You waited all year for this day, spent countless hours scouting and looking at maps, refined your gear, made sure you were in your spot well before daylight and checked your wind directions.
Everything is perfect and this is definitely the year for a big buck. Then it happens . . . Larry, Curly and Moe come stomping through the woods, completely oblivious to everything. In the distance, you hear the stomping of hooves as the deer retreat to safer ground and your morning hunt is over.
Two studies, however, might help you avoid this common catastrophe. By tracking the habits of both hunters and the hunted, researchers say it’s best to get as far from a nearby road as possible. The studies looked at two important aspects of hunting that, if considered and utilized, could make a big difference in the quality of your next hunt.
Penn State Study
During this 2004 study by Penn State University researchers, hunters were asked to wear GPS units during their hunts to monitor activity and movement. Most studied were random participants and “typical” hunters. After all the data was collected, the researchers determined that over 87% of hunters hunted within 0.3 miles from the nearest road. That’s almost 9 out of 10 hunters! Now, interestingly enough, when asked how far they thought they were from the nearest road, the majority thought they were at least two miles away. It’s been my experience that most guys don’t want to pack a deer any considerable distance and I do see many hunters near roads (some guys don’t even get out of the truck). A quality UTV for getting to the hunt in those situations can make a world of difference.
This study by the non-profit Quality Deer Management Association was the opposite. The GPS units were attached to the deer and the results were not surprising. The mortality rates greatly declined the farther away they were from roads. This may seem like a no-brainer but, there is a pearl of wisdom in this study. Researchers determined that during the pressure of deer season, the deer located areas of refuge to retreat to and obviously they were far away from nearby roads. Another interesting fact in the QDMA study referred to slope. They estimated that for every 5 degree increase in slope, the area was one and a half times less likely to be hunted. And, not surprisingly, most hunters were found on flat slopes.
If you seriously want to increase your odds of getting that trophy buck, you gotta work for it. Let’s face it, nobody wants to drag a 150 pound animal farther than they have to. If you have an UTV, you have a bit more leeway but you still need a road, or at least a wide enough trail. I prefer to tread lightly with my ATV and hope you do the same.

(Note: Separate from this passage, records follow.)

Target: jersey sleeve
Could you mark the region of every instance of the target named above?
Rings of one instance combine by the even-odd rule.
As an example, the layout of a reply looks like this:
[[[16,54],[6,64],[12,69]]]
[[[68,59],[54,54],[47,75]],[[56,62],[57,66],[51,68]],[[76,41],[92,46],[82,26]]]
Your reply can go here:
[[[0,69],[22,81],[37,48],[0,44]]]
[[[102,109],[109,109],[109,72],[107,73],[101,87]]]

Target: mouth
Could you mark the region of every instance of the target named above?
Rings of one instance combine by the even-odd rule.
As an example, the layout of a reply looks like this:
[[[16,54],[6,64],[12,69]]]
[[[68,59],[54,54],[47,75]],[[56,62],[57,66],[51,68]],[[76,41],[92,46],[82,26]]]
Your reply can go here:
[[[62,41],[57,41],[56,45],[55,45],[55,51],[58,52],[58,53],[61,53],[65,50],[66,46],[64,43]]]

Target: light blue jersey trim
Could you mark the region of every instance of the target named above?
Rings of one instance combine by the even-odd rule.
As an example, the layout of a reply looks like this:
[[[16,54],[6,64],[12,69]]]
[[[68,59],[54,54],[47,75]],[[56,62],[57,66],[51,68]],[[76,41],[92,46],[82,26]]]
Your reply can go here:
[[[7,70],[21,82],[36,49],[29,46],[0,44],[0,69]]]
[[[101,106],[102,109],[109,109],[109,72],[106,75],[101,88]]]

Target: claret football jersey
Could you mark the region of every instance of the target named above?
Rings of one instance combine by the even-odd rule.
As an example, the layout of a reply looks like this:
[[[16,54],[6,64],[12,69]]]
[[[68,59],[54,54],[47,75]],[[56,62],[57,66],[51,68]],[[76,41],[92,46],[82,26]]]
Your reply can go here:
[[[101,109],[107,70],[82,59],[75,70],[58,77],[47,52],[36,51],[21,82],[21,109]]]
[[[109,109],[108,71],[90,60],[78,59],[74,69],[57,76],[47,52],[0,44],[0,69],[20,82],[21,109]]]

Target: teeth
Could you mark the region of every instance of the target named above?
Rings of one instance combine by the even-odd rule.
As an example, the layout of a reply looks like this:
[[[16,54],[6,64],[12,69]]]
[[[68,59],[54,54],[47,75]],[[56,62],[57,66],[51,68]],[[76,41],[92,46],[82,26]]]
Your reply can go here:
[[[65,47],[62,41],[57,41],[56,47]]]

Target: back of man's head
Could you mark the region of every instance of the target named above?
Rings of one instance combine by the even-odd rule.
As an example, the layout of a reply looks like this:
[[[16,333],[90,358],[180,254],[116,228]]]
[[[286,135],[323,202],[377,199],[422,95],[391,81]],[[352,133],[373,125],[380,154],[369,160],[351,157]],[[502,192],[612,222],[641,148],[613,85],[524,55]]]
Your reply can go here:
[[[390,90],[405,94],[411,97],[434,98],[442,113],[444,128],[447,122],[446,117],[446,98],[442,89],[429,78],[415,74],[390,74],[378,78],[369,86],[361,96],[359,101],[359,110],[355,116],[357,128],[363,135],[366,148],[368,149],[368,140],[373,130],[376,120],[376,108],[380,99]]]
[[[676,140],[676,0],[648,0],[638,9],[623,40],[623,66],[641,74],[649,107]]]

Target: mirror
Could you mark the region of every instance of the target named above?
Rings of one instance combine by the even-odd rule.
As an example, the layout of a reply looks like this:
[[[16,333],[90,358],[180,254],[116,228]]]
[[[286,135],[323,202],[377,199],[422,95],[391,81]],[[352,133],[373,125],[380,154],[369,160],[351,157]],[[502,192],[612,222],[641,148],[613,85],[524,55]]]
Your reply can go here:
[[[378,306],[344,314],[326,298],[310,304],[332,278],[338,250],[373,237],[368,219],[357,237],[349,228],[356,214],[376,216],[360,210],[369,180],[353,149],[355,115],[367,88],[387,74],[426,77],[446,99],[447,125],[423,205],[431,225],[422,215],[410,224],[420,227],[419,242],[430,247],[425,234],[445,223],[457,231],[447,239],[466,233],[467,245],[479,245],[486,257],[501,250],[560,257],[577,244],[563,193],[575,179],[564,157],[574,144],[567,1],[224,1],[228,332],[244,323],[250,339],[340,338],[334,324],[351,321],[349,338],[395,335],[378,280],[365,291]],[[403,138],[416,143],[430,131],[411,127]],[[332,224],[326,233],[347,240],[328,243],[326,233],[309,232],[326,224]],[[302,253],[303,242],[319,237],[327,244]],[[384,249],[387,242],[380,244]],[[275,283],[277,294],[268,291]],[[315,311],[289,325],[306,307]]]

But considering the statistics, you don’t have to go that much farther to greatly increase your odds. And think of what you might gain if you find a “refuge” area. Lastly, don’t forget slope. I have jumped huge bucks on really steep hills. It’s my experience that they like the steeps for cover and also so they can spot a threat. Start scouting early and make a plan to get a little further into the wild this year. It could pay off big!